Eines der berühmtesten Gleichnisse Platons ist das Höhlengleichnis in der Politeia. Dieses rhetorische Meisterstück beschreibt das Leben von Menschen, die in einer Höhle wohnen und die Schattenbilder von Dingen für wahr halten und dadurch wirklicher Weisheit entgehen. Sein Gleichnis ist das Folgende:

Sokrates stellt sich eine Gruppe von Menschen vor, die seit ihrer Kindheit in einer Höhle wohnen und deren einzige Lichtquelle ein Feuer über und hinter ihnen ist. Sie sind aneinander gekettet und können daher ihren Kopf nicht drehen. Alles, was sie sehen können, ist die Steinmauer vor ihnen, auf welcher sie Schatten von Menschen und Gegenständen sehen können, die auf dem Weg hoch über ihnen getragen werden. Weder die Menschen oder die Dinge, noch die Welt außerhalb der Höhle kann von den Gefangenen gesehen werden. Auf diese Weise halten die Menschen unter der Erde die Schatten auf der Wand für echte Gegenstände, da sie nie die wirkliche Welt außerhalb der Höhle gesehen haben.

Platons Höhlengleichnis veranschaulicht, wie Menschen zur Wahrnehmung der Welt gelangen, wie sie Überzeugungen entwickeln und Erkenntnis gewinnen. Jedoch unterscheidet Platon im Höhlengleichnis zwischen der Welt des Glaubens (Gefangene in der Höhle, die nur Schatten sehen) als dem sichtbaren Bereich und der Welt der Weisheit als dem intelligiblen Bereich der Ideen.
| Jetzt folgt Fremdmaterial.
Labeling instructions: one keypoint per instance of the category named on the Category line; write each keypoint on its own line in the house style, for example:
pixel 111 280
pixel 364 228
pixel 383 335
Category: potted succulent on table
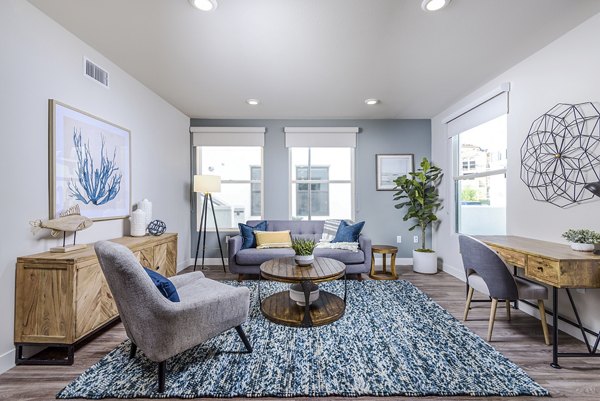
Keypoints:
pixel 582 239
pixel 304 251
pixel 418 194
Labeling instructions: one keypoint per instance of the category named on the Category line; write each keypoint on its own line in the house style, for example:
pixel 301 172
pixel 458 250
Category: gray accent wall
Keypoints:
pixel 376 208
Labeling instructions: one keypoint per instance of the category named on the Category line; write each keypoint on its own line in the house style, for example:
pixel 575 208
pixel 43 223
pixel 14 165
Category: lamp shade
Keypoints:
pixel 207 183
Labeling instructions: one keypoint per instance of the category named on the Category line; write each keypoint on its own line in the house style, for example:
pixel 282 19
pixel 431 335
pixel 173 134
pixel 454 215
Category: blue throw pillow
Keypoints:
pixel 348 233
pixel 164 285
pixel 247 233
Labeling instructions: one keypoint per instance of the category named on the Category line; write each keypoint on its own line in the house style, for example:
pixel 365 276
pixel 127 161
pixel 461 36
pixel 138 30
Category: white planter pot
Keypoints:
pixel 582 247
pixel 304 260
pixel 425 262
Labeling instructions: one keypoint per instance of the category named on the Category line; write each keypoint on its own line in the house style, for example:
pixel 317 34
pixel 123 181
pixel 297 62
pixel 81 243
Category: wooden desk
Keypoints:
pixel 555 265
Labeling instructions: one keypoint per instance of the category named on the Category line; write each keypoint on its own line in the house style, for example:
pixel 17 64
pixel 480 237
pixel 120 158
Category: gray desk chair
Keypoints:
pixel 487 273
pixel 159 327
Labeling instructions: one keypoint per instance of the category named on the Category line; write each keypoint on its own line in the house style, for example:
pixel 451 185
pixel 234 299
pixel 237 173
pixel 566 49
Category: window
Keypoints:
pixel 480 180
pixel 322 183
pixel 240 169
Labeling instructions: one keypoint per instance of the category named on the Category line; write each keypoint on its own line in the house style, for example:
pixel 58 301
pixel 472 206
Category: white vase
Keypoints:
pixel 304 260
pixel 137 223
pixel 582 247
pixel 424 262
pixel 146 206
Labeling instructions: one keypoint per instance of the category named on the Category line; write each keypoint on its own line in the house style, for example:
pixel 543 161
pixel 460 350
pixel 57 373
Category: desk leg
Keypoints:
pixel 554 363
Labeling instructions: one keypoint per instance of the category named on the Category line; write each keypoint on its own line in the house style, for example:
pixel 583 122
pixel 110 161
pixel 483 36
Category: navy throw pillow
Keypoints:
pixel 247 233
pixel 164 285
pixel 348 233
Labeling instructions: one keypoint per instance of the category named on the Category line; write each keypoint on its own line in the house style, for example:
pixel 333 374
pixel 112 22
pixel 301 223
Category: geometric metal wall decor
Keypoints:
pixel 561 154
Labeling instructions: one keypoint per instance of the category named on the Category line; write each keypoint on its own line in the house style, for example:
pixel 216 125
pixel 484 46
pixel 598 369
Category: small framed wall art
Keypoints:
pixel 390 167
pixel 89 164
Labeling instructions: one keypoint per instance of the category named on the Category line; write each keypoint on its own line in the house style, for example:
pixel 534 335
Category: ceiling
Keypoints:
pixel 316 58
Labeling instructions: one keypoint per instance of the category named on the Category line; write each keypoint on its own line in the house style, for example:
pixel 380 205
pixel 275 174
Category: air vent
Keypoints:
pixel 95 72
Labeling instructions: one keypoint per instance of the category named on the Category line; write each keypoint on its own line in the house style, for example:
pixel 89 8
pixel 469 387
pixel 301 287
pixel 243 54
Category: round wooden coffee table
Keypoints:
pixel 281 308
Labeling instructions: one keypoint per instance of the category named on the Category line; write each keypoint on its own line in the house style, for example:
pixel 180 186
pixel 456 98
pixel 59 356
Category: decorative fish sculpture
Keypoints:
pixel 69 220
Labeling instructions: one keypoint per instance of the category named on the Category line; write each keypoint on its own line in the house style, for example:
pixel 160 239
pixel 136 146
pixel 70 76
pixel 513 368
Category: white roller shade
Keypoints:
pixel 228 136
pixel 483 110
pixel 320 137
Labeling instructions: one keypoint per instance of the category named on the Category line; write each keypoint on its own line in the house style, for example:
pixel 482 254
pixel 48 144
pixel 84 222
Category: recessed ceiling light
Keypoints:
pixel 204 5
pixel 434 5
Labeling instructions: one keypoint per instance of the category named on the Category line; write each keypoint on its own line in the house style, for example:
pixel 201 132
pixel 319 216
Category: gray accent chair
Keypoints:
pixel 487 273
pixel 161 328
pixel 248 261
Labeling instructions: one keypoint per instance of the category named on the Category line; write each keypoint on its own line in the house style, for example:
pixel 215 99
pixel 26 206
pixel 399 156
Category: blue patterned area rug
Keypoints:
pixel 393 340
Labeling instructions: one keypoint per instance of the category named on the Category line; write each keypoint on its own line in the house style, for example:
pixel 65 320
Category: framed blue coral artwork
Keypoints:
pixel 89 164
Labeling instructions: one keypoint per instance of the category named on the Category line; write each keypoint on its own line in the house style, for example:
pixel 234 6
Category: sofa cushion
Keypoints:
pixel 273 239
pixel 247 233
pixel 313 227
pixel 344 256
pixel 348 233
pixel 258 256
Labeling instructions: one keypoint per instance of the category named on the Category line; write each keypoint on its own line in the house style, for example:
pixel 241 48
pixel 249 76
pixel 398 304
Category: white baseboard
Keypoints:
pixel 399 261
pixel 454 271
pixel 207 262
pixel 7 361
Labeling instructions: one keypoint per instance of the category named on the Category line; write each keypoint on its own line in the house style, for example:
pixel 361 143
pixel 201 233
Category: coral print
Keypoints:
pixel 89 165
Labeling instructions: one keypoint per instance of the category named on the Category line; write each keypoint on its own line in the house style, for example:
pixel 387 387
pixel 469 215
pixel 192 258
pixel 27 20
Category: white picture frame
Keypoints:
pixel 89 164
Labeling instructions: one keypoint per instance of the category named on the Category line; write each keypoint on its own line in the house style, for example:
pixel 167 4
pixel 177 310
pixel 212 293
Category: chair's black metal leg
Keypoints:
pixel 212 206
pixel 244 338
pixel 132 350
pixel 162 371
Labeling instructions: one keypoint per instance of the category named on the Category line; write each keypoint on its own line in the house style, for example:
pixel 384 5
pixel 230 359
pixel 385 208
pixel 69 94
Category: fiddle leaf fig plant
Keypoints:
pixel 582 236
pixel 418 195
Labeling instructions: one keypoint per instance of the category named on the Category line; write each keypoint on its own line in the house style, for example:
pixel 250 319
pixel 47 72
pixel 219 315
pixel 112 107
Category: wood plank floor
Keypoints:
pixel 520 340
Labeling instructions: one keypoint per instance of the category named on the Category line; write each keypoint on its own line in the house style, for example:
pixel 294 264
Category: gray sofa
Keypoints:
pixel 248 261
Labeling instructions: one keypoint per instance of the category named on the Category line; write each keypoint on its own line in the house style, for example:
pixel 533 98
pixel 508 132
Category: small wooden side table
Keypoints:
pixel 384 250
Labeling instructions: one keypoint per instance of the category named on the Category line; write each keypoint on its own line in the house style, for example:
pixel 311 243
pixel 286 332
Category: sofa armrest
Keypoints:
pixel 365 244
pixel 234 246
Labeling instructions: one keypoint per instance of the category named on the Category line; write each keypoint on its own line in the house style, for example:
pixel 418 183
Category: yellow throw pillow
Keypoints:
pixel 273 239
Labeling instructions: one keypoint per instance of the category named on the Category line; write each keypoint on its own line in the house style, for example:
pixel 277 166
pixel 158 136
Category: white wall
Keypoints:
pixel 565 71
pixel 40 60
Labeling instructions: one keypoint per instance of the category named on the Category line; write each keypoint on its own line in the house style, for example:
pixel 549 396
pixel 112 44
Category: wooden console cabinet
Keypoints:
pixel 61 298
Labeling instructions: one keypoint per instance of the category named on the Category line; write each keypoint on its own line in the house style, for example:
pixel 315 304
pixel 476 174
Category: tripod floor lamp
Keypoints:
pixel 207 185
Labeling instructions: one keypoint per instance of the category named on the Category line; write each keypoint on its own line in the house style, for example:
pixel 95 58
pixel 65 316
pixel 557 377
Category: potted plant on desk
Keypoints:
pixel 582 239
pixel 304 251
pixel 418 194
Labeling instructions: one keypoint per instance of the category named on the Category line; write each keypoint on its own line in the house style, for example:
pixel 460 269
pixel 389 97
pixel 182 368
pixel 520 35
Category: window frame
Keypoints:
pixel 198 196
pixel 457 177
pixel 292 182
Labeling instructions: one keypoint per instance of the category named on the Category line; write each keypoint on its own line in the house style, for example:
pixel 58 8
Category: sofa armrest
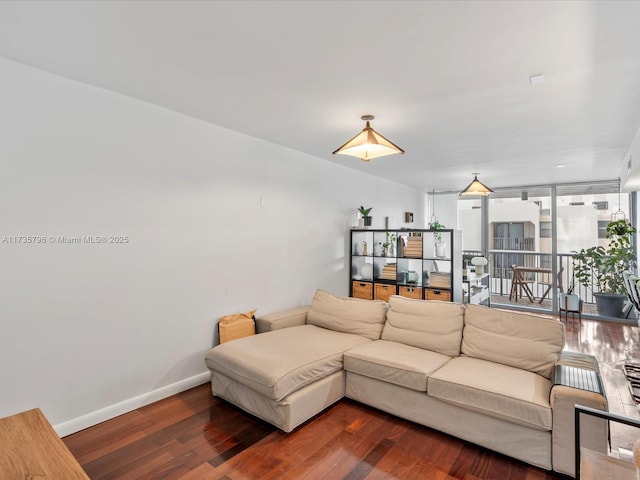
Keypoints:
pixel 577 382
pixel 282 319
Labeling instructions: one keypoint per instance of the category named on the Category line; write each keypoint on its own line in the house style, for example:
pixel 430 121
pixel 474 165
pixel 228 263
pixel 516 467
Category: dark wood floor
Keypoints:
pixel 196 436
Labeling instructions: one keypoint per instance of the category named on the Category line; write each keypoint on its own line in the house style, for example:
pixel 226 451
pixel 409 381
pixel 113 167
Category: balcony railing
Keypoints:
pixel 501 261
pixel 509 243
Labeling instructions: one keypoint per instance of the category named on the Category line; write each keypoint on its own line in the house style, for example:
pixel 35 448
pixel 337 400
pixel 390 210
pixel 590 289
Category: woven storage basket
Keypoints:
pixel 235 326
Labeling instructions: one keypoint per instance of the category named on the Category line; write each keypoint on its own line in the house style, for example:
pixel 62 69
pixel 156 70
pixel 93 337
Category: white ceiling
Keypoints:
pixel 447 81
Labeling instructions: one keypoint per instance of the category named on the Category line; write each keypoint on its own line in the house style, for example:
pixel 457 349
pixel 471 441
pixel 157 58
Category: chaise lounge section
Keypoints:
pixel 483 375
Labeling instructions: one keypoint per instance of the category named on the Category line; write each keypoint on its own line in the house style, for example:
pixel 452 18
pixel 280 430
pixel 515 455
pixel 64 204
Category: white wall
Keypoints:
pixel 216 222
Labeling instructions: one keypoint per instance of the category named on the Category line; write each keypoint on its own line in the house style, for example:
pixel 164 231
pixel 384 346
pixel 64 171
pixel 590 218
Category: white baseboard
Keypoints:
pixel 90 419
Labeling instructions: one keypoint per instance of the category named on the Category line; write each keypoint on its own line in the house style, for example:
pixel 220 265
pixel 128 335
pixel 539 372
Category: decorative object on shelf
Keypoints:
pixel 619 214
pixel 366 219
pixel 414 246
pixel 601 269
pixel 389 272
pixel 368 144
pixel 441 247
pixel 388 246
pixel 366 271
pixel 479 263
pixel 434 224
pixel 476 187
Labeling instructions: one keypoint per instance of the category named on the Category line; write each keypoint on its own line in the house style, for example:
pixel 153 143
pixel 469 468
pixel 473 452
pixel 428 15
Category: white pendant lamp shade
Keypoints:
pixel 368 144
pixel 475 188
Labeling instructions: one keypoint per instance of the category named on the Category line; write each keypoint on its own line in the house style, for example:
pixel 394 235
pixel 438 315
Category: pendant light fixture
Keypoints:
pixel 475 188
pixel 368 144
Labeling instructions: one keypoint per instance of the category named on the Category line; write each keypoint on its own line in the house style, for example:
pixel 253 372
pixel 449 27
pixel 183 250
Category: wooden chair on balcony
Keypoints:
pixel 633 289
pixel 546 280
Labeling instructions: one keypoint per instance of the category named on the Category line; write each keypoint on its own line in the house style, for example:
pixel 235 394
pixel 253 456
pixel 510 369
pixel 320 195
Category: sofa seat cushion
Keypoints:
pixel 501 391
pixel 283 361
pixel 395 363
pixel 519 340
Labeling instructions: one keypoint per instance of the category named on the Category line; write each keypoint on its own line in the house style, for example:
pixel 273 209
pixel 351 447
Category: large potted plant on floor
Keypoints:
pixel 600 268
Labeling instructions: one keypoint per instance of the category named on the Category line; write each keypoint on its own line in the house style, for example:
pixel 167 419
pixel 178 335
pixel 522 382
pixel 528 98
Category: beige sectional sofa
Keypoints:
pixel 481 374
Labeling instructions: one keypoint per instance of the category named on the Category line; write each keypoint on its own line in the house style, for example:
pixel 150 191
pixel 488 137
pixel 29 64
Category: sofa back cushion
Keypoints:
pixel 525 341
pixel 348 315
pixel 431 325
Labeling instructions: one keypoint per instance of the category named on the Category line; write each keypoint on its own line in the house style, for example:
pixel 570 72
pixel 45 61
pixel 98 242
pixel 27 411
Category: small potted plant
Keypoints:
pixel 569 301
pixel 437 236
pixel 366 219
pixel 600 268
pixel 388 246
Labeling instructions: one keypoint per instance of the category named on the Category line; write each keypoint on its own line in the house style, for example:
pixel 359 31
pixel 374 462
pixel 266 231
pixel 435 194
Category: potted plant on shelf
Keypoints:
pixel 441 246
pixel 600 268
pixel 388 246
pixel 366 219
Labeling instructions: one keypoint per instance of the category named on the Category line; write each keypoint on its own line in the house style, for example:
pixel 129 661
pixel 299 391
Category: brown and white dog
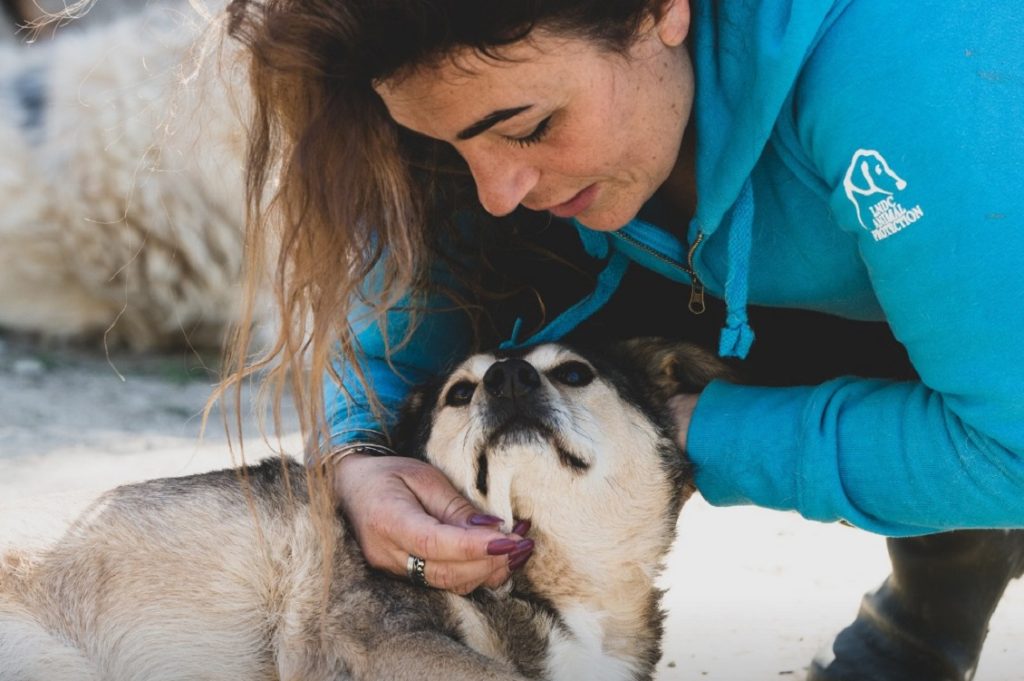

Die Allegorie im Einzelnen:

  • die Gefangenen: das sind wir, die Menschen
  • die Schatten an der Wand: unsere Überzeugungen aufgrund von Wahrnehmung
  • die Tatsache, dass sich die Gefangenen nicht bewegen können: Wir werden von unserer eigenen Wahrnehmung begrenzt und können nicht hinter das Sichtbare schauen
  • die Tatsache, dass der Aufstieg wehtut: Erkenntnis zu gewinnen schmerzt, da wir Überzeugungen loslassen müssen, die sich als falsch herausgestellt haben und wir unser Unvermögen zu sehen anerkennen müssen

Diese Allegorie geht auf die Frage ein, wie wir die Wahrheit erkennen können. Ergibt sich Wahrheit aus empirischen Beweisen (Sinnen) oder aus der philosophischen Reise (Geist)?

Jahrhunderte später sollte der große Augustinus Platons Höhlengleichnis umdeuten zu einem Bergaufstieg, der den Schmerz und die Mühsal bei der Erkenntnisgewinnung symbolisiert. Während die Philosophie oben am Berg endet, geht die Theologie jedoch nach Augustinus weiter, da der Glaube für ihn vor dem Wissen kommt.

Dies ist, was ich dem Höhlengleichnis entnehme: Wissen und Weisheit sind schwer zu erlangen und manchmal sogar schmerzhaft, da sie uns über das Sichtbare, das Verifizierbare hinaus und an die Grenze unseres menschlichen Erkennens führen.